The affinity of Hallucigenia and other contemporary 'legged worms', collectively known as lobopodians, had been very controversial, as a lack of clear characteristics linking them to each other or to modern animals has made it difficult to determine their evolutionary home.
Early interpretations of Hallucigenia, which was first identified in the 1970s, placed it both backwards and upside-down. The spines along the creature's back were originally thought to be legs, its legs were thought to be tentacles along its back, and its head was mistaken for its tail.
Hallucigenia lived approximately 505 million years ago during the Cambrian Explosion, a period of rapid evolution when most major animal groups first appear in the fossil record. These particular fossils come from the Burgess Shale in Canada's Rocky Mountains, one of the richest Cambrian fossil deposits in the world.

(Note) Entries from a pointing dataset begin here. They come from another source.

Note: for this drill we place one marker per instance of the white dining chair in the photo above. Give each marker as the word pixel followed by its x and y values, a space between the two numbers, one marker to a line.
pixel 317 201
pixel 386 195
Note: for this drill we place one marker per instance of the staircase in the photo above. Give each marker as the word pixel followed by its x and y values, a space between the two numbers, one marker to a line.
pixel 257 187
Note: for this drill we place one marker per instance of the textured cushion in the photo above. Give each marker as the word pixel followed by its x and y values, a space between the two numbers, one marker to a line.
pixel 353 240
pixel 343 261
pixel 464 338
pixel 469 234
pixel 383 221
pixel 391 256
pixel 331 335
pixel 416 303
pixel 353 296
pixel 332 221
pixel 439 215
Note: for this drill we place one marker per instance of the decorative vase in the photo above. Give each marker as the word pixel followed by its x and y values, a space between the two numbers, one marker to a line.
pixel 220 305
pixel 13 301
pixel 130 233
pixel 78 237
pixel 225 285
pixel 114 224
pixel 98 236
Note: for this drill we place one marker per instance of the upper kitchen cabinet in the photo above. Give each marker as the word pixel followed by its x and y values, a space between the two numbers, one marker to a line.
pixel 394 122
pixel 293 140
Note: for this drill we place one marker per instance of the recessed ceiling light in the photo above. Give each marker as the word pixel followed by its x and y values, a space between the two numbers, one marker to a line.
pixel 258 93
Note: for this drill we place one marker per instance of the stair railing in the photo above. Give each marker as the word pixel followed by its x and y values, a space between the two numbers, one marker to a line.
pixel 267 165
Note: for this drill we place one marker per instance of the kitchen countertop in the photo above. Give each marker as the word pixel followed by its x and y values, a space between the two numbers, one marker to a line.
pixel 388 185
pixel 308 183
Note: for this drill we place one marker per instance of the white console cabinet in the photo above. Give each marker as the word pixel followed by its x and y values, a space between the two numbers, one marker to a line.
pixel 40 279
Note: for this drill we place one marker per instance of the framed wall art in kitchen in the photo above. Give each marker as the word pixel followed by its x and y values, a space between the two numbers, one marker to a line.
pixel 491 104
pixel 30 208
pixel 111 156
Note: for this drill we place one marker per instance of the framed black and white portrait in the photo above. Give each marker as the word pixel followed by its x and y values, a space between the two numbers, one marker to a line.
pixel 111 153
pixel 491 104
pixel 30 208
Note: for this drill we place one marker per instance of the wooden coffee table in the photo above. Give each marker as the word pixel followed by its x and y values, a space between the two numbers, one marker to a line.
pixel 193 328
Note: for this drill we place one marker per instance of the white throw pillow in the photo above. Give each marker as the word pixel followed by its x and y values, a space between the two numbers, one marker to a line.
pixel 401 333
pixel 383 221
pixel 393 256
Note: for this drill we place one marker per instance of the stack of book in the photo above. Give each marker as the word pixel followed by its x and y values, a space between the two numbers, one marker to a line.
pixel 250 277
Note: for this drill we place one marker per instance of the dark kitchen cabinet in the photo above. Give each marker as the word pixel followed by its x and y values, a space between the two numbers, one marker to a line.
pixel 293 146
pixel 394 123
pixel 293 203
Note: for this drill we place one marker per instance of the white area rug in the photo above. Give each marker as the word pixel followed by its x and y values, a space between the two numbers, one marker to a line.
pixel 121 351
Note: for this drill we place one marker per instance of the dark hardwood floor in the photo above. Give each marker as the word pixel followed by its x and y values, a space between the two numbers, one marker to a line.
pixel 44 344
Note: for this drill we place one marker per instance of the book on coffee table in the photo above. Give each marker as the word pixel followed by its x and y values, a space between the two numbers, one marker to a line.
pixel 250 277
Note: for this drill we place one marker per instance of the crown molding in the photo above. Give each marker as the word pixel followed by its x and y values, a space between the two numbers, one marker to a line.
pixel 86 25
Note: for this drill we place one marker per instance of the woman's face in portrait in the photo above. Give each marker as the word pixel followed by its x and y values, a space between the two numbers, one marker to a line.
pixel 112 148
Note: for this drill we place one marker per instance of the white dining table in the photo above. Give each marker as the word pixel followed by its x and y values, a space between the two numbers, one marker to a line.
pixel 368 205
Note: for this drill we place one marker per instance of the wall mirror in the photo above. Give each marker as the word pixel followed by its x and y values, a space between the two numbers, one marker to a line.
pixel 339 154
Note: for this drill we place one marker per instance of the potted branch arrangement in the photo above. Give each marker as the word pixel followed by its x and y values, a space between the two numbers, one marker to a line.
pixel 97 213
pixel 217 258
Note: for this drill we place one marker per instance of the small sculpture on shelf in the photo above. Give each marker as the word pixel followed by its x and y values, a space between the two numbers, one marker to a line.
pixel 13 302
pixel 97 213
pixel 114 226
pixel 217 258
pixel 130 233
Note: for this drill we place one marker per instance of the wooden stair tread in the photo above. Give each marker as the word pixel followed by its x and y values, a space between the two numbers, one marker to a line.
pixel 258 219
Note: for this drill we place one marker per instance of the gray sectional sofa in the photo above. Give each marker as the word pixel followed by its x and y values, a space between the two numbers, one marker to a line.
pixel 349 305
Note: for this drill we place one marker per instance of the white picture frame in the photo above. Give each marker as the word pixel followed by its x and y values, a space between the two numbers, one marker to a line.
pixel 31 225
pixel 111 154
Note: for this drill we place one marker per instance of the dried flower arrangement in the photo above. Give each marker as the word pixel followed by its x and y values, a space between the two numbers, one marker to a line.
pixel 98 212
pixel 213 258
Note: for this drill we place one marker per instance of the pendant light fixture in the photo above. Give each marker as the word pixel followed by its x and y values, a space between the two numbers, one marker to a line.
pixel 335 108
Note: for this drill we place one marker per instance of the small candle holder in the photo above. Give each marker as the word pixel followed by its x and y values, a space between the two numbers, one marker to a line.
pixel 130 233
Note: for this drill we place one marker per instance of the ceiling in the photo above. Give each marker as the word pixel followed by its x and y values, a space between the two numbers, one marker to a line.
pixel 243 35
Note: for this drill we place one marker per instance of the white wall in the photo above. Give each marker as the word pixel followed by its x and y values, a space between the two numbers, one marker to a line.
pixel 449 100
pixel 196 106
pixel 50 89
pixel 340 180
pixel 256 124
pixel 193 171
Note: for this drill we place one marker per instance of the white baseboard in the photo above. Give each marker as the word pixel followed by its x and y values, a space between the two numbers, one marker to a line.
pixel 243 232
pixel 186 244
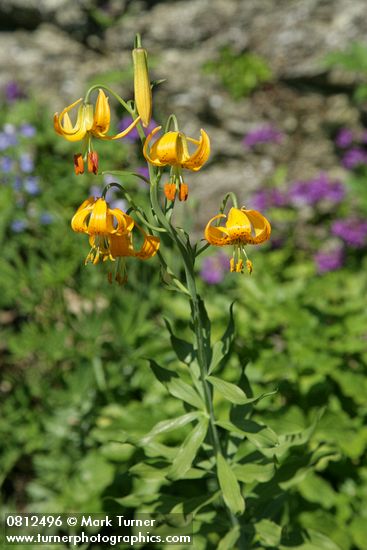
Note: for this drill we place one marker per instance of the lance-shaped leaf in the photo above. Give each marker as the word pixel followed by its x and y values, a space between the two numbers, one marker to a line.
pixel 230 539
pixel 169 425
pixel 230 486
pixel 230 391
pixel 177 387
pixel 222 348
pixel 184 350
pixel 188 450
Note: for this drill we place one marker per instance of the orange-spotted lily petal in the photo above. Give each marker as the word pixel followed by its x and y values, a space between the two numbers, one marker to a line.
pixel 84 122
pixel 242 227
pixel 95 122
pixel 122 246
pixel 172 149
pixel 94 217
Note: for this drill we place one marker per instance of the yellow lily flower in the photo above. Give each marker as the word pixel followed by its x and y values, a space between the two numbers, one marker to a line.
pixel 242 227
pixel 142 87
pixel 120 246
pixel 172 149
pixel 94 217
pixel 89 121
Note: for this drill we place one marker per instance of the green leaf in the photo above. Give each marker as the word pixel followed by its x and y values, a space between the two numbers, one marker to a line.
pixel 178 388
pixel 230 486
pixel 230 391
pixel 222 348
pixel 188 450
pixel 230 539
pixel 184 350
pixel 358 529
pixel 169 425
pixel 249 472
pixel 161 373
pixel 269 533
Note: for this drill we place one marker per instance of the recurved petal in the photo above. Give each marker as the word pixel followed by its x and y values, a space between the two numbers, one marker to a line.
pixel 121 134
pixel 261 228
pixel 147 151
pixel 238 219
pixel 217 236
pixel 149 248
pixel 102 115
pixel 101 220
pixel 79 220
pixel 125 223
pixel 121 245
pixel 82 125
pixel 169 149
pixel 201 155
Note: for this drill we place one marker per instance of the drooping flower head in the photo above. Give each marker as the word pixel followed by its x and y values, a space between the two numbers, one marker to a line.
pixel 90 122
pixel 172 149
pixel 142 87
pixel 110 233
pixel 242 227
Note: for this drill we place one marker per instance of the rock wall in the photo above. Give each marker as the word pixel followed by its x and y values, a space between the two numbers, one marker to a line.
pixel 54 47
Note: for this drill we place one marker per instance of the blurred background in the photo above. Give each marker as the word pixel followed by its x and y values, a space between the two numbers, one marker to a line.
pixel 281 88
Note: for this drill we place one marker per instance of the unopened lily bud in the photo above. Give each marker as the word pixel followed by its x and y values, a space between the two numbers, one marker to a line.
pixel 170 191
pixel 142 88
pixel 183 192
pixel 239 266
pixel 93 162
pixel 78 164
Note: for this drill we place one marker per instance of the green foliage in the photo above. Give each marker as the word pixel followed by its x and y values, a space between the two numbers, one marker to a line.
pixel 354 60
pixel 90 424
pixel 240 74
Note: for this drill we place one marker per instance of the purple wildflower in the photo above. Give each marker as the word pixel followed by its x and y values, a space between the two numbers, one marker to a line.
pixel 27 130
pixel 134 135
pixel 352 231
pixel 46 218
pixel 13 92
pixel 344 138
pixel 18 226
pixel 315 190
pixel 354 157
pixel 214 268
pixel 31 185
pixel 110 178
pixel 119 203
pixel 144 171
pixel 8 138
pixel 6 164
pixel 17 184
pixel 329 261
pixel 262 134
pixel 95 191
pixel 26 163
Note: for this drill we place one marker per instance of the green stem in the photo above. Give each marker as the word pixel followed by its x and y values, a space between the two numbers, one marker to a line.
pixel 115 95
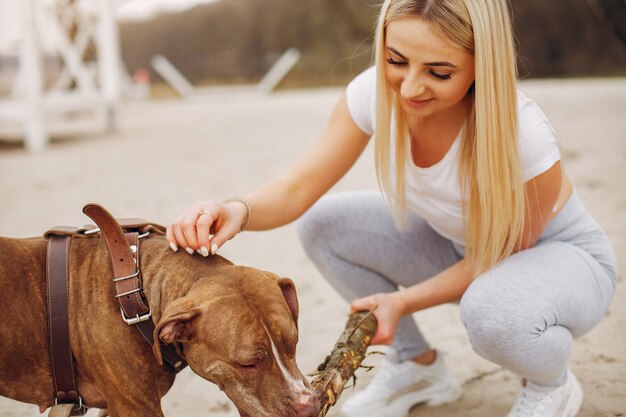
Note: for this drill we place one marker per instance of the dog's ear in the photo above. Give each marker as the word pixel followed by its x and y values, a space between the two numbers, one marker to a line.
pixel 174 327
pixel 289 294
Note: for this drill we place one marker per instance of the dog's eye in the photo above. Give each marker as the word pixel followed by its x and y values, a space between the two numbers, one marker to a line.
pixel 247 365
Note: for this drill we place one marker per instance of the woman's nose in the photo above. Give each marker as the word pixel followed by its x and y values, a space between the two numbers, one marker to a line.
pixel 412 86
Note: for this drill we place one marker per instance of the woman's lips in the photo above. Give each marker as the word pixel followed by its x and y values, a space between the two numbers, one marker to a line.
pixel 416 104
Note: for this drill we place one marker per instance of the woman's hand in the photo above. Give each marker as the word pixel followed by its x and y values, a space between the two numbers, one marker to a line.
pixel 389 310
pixel 192 230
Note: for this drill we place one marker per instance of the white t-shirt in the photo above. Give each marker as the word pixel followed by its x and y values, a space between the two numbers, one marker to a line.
pixel 434 193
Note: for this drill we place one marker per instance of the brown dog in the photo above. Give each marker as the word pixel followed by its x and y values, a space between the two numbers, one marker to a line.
pixel 236 326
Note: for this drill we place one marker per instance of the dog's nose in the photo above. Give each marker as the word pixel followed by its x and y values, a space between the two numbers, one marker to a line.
pixel 308 406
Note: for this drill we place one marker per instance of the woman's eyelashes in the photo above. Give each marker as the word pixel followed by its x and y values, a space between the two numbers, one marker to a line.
pixel 394 62
pixel 439 75
pixel 432 73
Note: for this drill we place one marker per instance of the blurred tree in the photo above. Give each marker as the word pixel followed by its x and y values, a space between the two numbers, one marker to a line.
pixel 612 12
pixel 239 40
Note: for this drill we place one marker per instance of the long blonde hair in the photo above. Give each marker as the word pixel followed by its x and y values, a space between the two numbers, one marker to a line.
pixel 489 164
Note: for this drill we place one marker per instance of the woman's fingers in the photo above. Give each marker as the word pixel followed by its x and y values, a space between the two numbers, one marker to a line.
pixel 193 228
pixel 387 314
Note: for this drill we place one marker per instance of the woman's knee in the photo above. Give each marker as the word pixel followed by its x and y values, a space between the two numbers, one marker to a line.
pixel 316 222
pixel 496 322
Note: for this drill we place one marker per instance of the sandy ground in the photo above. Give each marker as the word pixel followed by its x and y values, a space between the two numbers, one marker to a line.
pixel 167 154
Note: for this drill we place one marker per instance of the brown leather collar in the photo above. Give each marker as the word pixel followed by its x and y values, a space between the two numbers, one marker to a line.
pixel 122 239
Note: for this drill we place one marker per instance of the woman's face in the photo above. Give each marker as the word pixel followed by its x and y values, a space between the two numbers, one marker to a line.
pixel 429 72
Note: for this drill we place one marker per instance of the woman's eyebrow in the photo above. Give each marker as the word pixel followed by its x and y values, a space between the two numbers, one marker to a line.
pixel 395 51
pixel 427 64
pixel 439 64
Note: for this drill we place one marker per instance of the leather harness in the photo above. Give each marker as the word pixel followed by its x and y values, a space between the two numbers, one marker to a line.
pixel 122 238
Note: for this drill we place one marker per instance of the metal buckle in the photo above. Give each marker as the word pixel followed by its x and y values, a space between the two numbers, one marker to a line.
pixel 79 408
pixel 124 294
pixel 135 275
pixel 137 318
pixel 91 231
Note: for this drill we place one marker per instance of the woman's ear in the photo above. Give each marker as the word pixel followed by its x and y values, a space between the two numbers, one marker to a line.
pixel 288 289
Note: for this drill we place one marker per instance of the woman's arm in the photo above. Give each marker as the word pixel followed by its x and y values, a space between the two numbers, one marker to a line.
pixel 545 192
pixel 279 201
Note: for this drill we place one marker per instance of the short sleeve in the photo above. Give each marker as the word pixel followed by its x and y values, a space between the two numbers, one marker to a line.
pixel 361 97
pixel 539 148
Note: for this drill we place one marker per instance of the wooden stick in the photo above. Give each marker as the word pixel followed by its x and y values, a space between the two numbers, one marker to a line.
pixel 344 360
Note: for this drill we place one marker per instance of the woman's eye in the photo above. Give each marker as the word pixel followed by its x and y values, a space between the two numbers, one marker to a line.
pixel 394 62
pixel 440 76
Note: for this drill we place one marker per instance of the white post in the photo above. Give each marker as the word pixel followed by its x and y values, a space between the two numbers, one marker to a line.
pixel 109 58
pixel 32 76
pixel 280 69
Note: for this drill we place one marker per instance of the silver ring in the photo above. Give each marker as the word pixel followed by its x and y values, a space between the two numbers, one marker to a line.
pixel 205 211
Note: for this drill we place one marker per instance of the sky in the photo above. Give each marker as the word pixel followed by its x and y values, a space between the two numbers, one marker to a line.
pixel 124 10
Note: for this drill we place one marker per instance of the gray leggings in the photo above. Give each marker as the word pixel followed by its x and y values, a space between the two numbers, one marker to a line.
pixel 522 314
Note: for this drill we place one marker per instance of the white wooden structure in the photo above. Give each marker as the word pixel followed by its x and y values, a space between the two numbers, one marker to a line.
pixel 65 29
pixel 270 81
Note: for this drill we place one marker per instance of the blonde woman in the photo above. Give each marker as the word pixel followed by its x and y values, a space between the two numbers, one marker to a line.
pixel 475 207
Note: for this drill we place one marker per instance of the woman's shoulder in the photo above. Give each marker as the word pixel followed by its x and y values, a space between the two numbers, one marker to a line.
pixel 361 99
pixel 529 112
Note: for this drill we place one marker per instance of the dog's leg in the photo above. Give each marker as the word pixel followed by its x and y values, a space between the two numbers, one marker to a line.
pixel 61 410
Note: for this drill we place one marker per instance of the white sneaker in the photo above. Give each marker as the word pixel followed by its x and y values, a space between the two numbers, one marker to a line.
pixel 398 386
pixel 536 401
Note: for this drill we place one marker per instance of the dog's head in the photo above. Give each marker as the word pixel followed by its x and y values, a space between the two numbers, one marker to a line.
pixel 240 332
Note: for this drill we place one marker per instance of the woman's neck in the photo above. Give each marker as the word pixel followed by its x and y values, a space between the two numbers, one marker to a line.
pixel 432 136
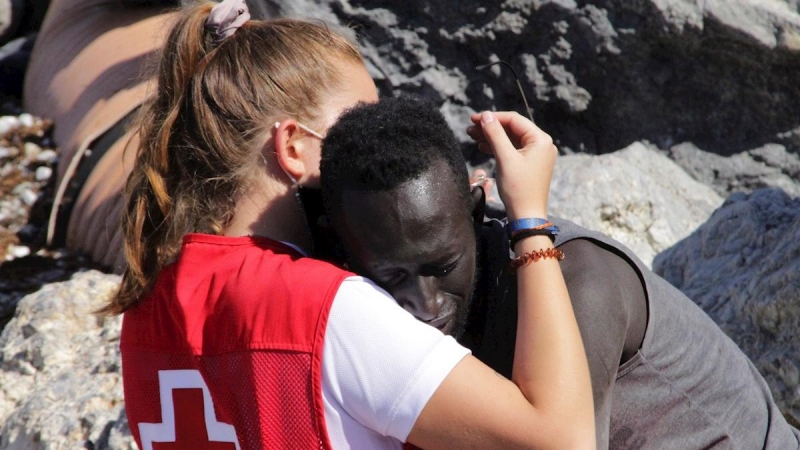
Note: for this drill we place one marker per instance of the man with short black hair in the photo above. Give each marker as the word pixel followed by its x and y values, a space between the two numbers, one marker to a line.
pixel 664 375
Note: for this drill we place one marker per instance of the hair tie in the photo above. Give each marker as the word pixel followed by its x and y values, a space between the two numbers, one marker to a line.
pixel 226 17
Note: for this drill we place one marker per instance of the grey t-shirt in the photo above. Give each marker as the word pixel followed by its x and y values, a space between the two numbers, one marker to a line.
pixel 687 387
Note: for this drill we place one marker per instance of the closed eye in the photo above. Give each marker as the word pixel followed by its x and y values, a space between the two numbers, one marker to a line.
pixel 440 271
pixel 393 278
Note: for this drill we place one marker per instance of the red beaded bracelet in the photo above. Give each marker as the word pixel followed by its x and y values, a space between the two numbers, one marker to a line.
pixel 534 256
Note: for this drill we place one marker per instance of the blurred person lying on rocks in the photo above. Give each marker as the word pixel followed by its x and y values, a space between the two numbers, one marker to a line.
pixel 233 334
pixel 664 375
pixel 90 71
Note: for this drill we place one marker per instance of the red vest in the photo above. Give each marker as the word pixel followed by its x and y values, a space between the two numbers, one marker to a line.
pixel 226 350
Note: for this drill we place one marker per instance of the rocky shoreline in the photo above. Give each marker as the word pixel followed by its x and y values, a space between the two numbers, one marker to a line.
pixel 681 135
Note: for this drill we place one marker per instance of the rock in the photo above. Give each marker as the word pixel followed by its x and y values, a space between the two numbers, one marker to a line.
pixel 599 75
pixel 743 268
pixel 60 381
pixel 768 166
pixel 635 195
pixel 10 15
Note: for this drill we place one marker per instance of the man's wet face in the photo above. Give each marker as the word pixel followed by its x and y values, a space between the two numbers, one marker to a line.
pixel 417 242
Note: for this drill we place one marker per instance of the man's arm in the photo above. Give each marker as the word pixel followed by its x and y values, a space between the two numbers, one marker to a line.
pixel 610 306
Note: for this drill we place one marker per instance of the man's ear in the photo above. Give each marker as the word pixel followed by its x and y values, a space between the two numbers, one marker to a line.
pixel 289 150
pixel 478 203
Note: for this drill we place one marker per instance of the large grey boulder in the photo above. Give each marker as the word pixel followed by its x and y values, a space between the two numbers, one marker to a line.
pixel 743 268
pixel 636 195
pixel 60 381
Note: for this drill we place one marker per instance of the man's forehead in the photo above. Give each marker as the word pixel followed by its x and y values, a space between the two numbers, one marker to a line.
pixel 417 203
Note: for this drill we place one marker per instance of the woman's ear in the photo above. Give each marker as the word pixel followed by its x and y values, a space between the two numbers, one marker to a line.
pixel 291 150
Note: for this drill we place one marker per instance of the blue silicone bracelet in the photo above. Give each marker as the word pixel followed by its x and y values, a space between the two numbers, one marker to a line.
pixel 524 224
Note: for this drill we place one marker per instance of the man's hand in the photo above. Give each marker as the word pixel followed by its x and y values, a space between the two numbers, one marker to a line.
pixel 525 159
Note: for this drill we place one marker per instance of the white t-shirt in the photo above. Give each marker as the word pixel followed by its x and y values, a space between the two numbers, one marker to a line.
pixel 380 366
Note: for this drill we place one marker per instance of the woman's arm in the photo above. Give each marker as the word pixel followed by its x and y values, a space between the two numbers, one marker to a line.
pixel 548 403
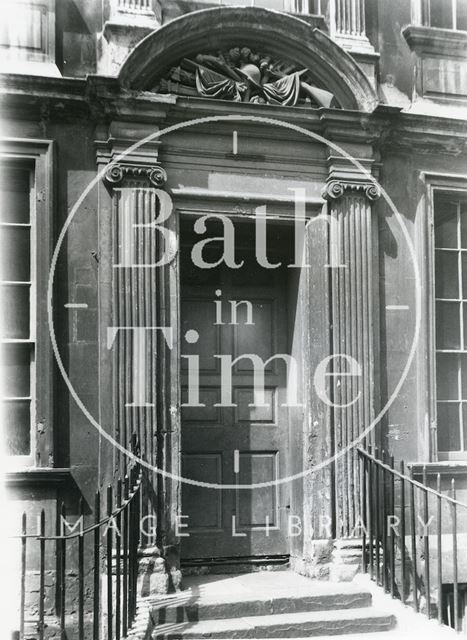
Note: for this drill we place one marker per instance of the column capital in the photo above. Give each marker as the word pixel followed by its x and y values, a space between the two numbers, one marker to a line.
pixel 136 175
pixel 345 177
pixel 335 189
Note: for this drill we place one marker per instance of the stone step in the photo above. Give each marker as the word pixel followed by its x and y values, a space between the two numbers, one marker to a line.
pixel 282 625
pixel 192 608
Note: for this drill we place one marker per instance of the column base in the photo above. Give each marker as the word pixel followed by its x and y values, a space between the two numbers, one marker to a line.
pixel 346 559
pixel 317 565
pixel 153 577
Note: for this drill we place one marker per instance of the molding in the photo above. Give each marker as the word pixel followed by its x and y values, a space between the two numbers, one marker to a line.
pixel 230 196
pixel 433 468
pixel 45 476
pixel 431 40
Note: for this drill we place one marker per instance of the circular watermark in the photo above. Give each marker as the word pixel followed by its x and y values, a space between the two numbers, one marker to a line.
pixel 315 137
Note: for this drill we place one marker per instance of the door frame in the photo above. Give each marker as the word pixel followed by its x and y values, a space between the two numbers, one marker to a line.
pixel 315 498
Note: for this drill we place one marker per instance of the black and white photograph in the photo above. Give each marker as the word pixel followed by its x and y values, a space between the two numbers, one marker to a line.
pixel 233 319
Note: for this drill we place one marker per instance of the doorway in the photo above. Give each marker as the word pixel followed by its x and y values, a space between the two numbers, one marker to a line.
pixel 230 435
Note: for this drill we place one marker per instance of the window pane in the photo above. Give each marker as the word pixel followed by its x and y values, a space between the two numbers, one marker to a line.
pixel 445 224
pixel 16 370
pixel 447 376
pixel 14 302
pixel 448 325
pixel 446 274
pixel 15 253
pixel 14 198
pixel 462 15
pixel 17 421
pixel 441 14
pixel 448 427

Looking like something from science fiction, Hallucigenia had a row of rigid spines along its back, and seven or eight pairs of legs ending in claws. The animals were between five and 35 millimetres in length, and lived on the floor of the Cambrian oceans.
A new study of the creature's claws revealed an organisation very close to those of modern velvet worms, where layers of cuticle (a hard substance similar to fingernails) are stacked one inside the other, like Russian nesting dolls. The same nesting structure can also be seen in the jaws of velvet worms, which are no more than legs modified for chewing.
While Hallucigenia had been suspected to be an ancestor of velvet worms, definitive characteristics linking them together had been hard to come by, and their claws had never been studied in detail. Through analysing both the prehistoric and living creatures, the researchers found that claws were the connection joining them together.
Cambrian fossils continue to produce new information on origins of complex animals, and the use of high-end imaging techniques and data on living organisms further allows researchers to untangle the enigmatic evolution of earliest creatures.
The results are published in the advance online edition of the journal Nature.